The difficulty of the task faced by the ASPSA-keep those players eligible!-is spelled out in vivid detail in the mentor-feedback forms that Wainstein chose to include in his appendix (for no other reason, it would seem, than to illustrate the degree of “help” so many UNC athletes needed.) The feedback forms make for painful reading. They make clear that the purpose of the entire “academic support” enterprise, at least as it concerns academically at-risk athletes, is to hold athletes’ hands through every step of every academic exercise. Even for the scandalously undemanding paper classes, tutors had to ride herd on players to get them to churn out reasonable facsimiles of college papers.

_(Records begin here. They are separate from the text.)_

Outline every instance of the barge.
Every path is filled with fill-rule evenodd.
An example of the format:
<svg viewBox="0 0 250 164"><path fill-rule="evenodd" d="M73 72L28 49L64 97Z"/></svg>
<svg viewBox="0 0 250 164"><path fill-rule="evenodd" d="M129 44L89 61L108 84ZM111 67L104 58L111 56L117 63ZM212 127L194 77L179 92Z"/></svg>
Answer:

They managed the feat only after being provided the sources for their papers, being coached on the nature of an introduction and a thesis statement, having outlines written for them, and benefiting from extensive “editing” by the tutors (“we came up with his thesis,” “we finished outlining his paper,” “we corrected the grammar errors,” “we wrote a thesis for his paper,” “we wrote his introduction.”) More than once mentors express concern about papers they believe to have been plagiarized.

 

These athletes were incapable, or were assumed to be incapable, of navigating university coursework on their own. Athletes like these were the athletes people like Debby Crowder and Jan Boxill felt morally obliged to “help” with shortcuts, freebies, and fake academic achievements. Why did the University willingly place Crowder, Boxill, and the rest in that vulnerable position? How could they have been made less vulnerable?

 

It’s way past time to have an honest conversation on the UNC campus about the pressures placed on the University’s academic infrastructure by an athletic complex that recruits underprepared students and also burdens them with pre-professional duties that have nothing to do with academic achievement. Scapegoating Jan Boxill will do nothing to facilitate that honest discussion. It will only make it easier for the University to sidestep the issues such a conversation would reveal. Here’s an idea. Instead of “disciplining” Jan Boxill, the Chancellor should invite Boxill to host a roundtable discussion of UNC’s shadow curriculum and the ways in which she and so many others rationalized its existence for decades. That would be an edifying conversation worth hearing.